- Я же сказал тебе, забудь о разводе. Мы, семья Снежана, ею и останемся, навсегда, как бы ты не сопротивлялась, - скрестив руки на груди, безапелляционным тоном заявляет муж.
- Но в семье не изменяют, семью не предают. Мы больше не семья, и тем более семья никогда не шантажирует, - обвиняю и тыкаю пальцем в него, потому что стоим поодаль и не так страшно хоть немного проявить характер.
Он усмехается, и от этого еще страшнее. Я не могу представить, на что способно его больное воображение.
- Снежка, Снежка, я это делаю для твоего же блага. Ты сейчас взвинчена, понимаю твое состояние, - усмехаюсь его словам.
Понимает? Да ни черта он не понимает. Мы по разные стороны баррикад. Его слова, как издевка, а мою выходку он проглатывает, словно даже не заметил, но я-то знаю, что это не так.
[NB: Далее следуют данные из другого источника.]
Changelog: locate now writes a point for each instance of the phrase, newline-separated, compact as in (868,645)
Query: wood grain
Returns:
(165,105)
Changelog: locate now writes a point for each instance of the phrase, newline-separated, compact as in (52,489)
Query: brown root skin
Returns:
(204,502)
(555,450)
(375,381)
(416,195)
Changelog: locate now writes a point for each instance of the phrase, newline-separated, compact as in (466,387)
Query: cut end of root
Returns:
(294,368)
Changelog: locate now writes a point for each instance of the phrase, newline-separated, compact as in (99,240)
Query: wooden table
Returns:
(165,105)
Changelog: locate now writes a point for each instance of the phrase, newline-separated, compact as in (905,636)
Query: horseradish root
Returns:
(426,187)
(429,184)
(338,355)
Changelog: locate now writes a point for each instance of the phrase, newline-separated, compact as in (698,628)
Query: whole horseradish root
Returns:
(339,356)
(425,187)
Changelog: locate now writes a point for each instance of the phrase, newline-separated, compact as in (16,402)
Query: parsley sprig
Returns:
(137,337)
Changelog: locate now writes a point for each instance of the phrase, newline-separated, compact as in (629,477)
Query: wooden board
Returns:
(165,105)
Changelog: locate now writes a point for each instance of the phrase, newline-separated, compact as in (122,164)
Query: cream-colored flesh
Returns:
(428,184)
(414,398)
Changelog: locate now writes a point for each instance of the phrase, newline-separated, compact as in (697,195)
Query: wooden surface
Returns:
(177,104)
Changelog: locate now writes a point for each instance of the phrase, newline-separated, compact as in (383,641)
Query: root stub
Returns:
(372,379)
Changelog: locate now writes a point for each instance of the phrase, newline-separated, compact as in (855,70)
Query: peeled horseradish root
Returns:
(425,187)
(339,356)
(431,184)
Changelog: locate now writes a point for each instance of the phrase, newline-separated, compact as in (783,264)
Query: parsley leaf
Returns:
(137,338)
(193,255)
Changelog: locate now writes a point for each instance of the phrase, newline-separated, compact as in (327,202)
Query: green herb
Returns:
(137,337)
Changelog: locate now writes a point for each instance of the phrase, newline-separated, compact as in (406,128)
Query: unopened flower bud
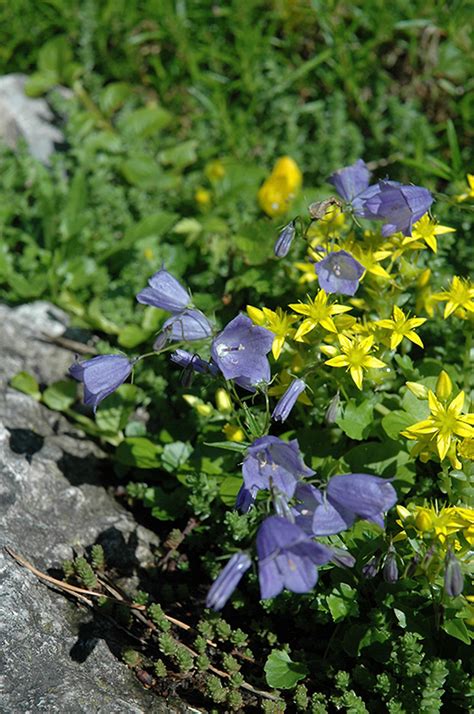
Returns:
(369,570)
(223,401)
(390,568)
(444,386)
(284,240)
(453,577)
(423,521)
(332,410)
(419,390)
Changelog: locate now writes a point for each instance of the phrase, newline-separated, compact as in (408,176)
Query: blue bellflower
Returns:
(271,462)
(287,558)
(288,400)
(347,497)
(227,580)
(240,352)
(351,181)
(165,292)
(339,272)
(188,325)
(398,205)
(101,376)
(187,360)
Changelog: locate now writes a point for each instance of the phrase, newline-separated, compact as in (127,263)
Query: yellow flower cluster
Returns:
(444,525)
(280,188)
(447,432)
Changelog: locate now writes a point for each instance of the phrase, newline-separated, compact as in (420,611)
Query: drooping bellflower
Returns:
(346,498)
(101,376)
(287,558)
(227,580)
(351,181)
(165,292)
(188,325)
(339,272)
(288,400)
(240,352)
(272,462)
(398,205)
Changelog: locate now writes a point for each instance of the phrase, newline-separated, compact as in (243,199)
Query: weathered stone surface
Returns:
(22,116)
(55,657)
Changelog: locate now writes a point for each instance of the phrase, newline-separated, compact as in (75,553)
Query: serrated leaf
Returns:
(26,383)
(356,419)
(175,455)
(139,452)
(229,489)
(60,395)
(281,672)
(146,121)
(342,602)
(457,628)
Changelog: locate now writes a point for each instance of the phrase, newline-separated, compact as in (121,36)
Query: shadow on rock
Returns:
(25,441)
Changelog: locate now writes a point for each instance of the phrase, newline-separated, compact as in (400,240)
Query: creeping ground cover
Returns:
(323,476)
(260,224)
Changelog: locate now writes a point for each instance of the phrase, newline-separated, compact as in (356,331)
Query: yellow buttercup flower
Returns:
(319,312)
(234,433)
(203,197)
(277,321)
(459,297)
(401,326)
(426,229)
(274,196)
(279,189)
(356,357)
(470,192)
(444,424)
(438,523)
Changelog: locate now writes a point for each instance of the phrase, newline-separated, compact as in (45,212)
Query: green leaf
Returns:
(146,121)
(395,422)
(60,395)
(113,96)
(26,383)
(139,452)
(132,335)
(229,489)
(457,628)
(281,672)
(165,505)
(141,171)
(175,455)
(181,155)
(342,602)
(356,419)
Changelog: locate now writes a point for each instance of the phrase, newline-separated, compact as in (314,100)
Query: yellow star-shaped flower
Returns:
(356,357)
(459,297)
(319,312)
(277,321)
(402,326)
(443,424)
(426,229)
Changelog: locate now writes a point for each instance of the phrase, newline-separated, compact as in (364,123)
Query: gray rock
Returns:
(31,119)
(56,657)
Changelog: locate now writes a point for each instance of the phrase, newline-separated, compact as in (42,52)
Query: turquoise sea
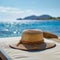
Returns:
(13,29)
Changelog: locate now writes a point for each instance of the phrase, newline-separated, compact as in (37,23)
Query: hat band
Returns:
(25,42)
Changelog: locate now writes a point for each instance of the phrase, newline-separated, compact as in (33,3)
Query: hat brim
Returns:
(27,47)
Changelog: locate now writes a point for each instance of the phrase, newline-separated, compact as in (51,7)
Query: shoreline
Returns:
(15,54)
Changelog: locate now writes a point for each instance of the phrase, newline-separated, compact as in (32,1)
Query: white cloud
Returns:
(10,13)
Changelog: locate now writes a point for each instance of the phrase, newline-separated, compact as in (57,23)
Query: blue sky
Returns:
(12,9)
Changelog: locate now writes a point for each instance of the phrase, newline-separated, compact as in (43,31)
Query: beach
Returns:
(14,54)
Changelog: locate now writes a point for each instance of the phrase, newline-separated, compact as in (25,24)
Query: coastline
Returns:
(14,54)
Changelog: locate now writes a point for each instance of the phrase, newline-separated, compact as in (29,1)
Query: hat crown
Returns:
(32,36)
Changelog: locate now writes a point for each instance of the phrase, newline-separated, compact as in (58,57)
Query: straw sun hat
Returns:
(32,40)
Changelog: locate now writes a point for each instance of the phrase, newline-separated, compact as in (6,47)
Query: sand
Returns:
(14,54)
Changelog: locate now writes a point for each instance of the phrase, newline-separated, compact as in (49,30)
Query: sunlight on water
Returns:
(15,28)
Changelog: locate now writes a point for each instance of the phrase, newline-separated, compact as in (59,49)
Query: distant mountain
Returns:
(19,18)
(42,17)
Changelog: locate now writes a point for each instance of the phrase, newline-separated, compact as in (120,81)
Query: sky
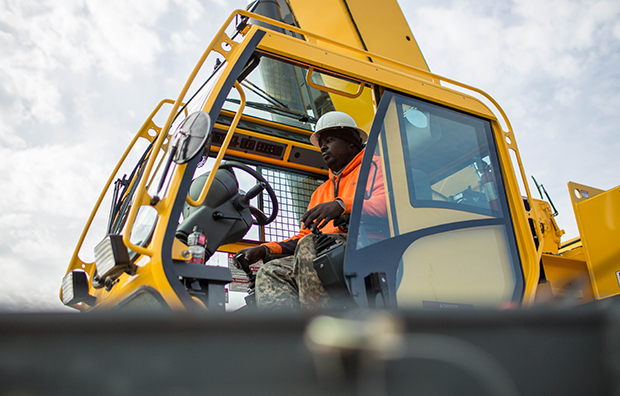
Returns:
(79,77)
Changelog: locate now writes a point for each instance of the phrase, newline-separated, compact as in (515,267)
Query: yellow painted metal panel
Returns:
(598,218)
(568,277)
(385,31)
(390,78)
(381,25)
(476,269)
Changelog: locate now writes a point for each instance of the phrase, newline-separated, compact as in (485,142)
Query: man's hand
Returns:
(254,254)
(320,215)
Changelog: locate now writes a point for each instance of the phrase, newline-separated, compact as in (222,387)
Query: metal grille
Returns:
(294,192)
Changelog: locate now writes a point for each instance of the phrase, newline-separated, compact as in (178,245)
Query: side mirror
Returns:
(191,137)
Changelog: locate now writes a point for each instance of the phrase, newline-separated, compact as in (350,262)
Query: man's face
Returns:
(336,152)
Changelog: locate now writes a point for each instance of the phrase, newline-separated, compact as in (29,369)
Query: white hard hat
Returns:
(335,120)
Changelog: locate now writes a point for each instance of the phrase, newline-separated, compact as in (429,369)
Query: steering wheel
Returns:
(258,217)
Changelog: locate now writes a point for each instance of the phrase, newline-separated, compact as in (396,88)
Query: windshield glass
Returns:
(279,91)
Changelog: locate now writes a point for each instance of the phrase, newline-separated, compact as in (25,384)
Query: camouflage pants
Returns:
(291,282)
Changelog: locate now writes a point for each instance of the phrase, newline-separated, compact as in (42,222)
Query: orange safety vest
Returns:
(340,186)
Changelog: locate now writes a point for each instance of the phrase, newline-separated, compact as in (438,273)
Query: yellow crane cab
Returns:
(232,156)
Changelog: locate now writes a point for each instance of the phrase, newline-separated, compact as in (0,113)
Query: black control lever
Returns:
(323,241)
(242,264)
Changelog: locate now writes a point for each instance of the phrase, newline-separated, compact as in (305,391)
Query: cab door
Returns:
(445,238)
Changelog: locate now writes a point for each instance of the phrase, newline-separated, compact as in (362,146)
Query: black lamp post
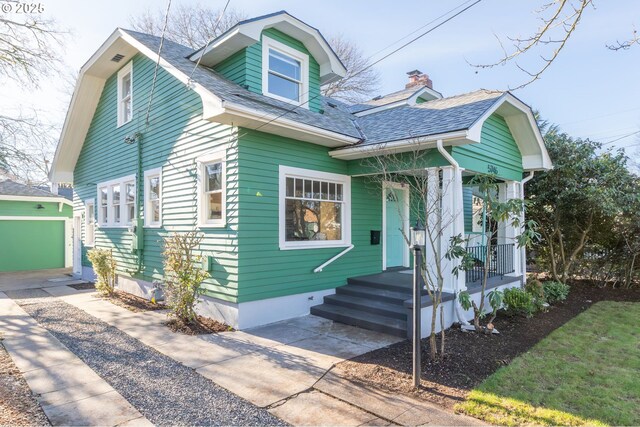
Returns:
(418,241)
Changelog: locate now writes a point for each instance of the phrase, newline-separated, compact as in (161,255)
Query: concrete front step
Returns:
(362,319)
(377,294)
(368,305)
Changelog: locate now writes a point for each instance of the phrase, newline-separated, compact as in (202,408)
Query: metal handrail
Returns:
(320,267)
(500,261)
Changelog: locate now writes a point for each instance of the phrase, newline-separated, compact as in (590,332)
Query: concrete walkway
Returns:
(69,392)
(283,367)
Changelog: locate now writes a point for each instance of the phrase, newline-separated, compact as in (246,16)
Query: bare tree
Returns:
(361,80)
(195,25)
(427,188)
(191,25)
(29,52)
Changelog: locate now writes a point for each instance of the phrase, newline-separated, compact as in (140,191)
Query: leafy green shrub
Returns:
(519,302)
(183,274)
(555,292)
(105,268)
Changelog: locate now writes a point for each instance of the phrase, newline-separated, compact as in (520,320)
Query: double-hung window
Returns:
(153,198)
(89,222)
(212,190)
(285,72)
(125,94)
(315,209)
(116,200)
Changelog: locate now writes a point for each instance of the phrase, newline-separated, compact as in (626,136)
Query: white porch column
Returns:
(511,190)
(452,217)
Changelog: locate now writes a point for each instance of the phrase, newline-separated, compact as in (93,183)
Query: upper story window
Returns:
(117,202)
(125,94)
(285,72)
(212,194)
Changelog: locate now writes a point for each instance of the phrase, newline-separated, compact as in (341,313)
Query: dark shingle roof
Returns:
(429,118)
(11,188)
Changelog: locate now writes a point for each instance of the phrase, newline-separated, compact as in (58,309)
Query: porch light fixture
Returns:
(418,235)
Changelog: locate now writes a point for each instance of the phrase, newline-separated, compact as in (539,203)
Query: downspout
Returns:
(523,250)
(456,167)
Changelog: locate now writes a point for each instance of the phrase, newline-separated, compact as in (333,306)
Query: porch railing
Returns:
(500,261)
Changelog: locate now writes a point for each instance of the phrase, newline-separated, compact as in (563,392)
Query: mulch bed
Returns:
(132,302)
(202,325)
(471,357)
(18,407)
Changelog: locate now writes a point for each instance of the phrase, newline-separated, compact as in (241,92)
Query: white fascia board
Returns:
(524,129)
(36,199)
(302,131)
(249,33)
(400,146)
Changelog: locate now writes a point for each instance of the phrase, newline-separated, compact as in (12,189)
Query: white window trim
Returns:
(269,43)
(147,192)
(127,69)
(87,223)
(212,157)
(345,180)
(123,206)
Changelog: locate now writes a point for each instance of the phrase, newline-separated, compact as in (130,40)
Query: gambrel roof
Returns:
(390,119)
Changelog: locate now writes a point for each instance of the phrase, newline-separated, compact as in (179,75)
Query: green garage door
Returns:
(31,245)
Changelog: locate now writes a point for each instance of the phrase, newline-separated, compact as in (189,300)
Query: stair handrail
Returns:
(322,266)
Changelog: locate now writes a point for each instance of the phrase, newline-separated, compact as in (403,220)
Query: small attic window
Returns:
(285,74)
(125,94)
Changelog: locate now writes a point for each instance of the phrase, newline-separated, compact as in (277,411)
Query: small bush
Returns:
(519,302)
(183,274)
(105,268)
(555,292)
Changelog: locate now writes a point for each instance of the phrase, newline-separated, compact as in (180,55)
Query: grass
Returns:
(586,372)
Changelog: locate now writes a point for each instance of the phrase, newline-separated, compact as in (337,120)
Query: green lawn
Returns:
(585,373)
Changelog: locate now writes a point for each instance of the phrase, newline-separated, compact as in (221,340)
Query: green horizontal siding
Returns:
(265,270)
(497,151)
(175,136)
(24,208)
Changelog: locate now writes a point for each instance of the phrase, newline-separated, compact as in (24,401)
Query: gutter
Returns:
(456,167)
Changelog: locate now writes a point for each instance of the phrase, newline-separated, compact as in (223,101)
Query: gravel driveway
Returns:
(164,391)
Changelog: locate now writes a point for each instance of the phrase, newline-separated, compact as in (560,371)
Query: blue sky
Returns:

- Но, дорогая моя, будь благоразумна, успокойся, выдохни, спроси, что конкретно тебя волнует, я на все отвечу предельно честно. Мы все уладим и продолжим жить дальше, как и жили. К чему устраивать скандал на пустом месте? Я люблю тебя и никого больше, и это самое важное, разве нет?
Муж опускает руки и идет ко мне. Его глаза полны решимости. Сейчас мне точно с ним не справиться.
- Нет, Эмир, главное в семье - это любовь, верность и честность. Все три чувства вмести, а не одно на выбор. Любовь, возможно, есть. Верности нет. Честность, как оказалась с извращенными понятиями. Ты смеешь меня шантажировать, угрожаешь отнять детей. Не тебе подобное мне говорить. Не, я тебя предала!
На глаза наворачиваются слезы, голос срывается на крик. Я пытаюсь говорить спокойно, но у меня не выходит. Эмоции настолько переполняют, что их невозможно контролировать. Я не властна над ними.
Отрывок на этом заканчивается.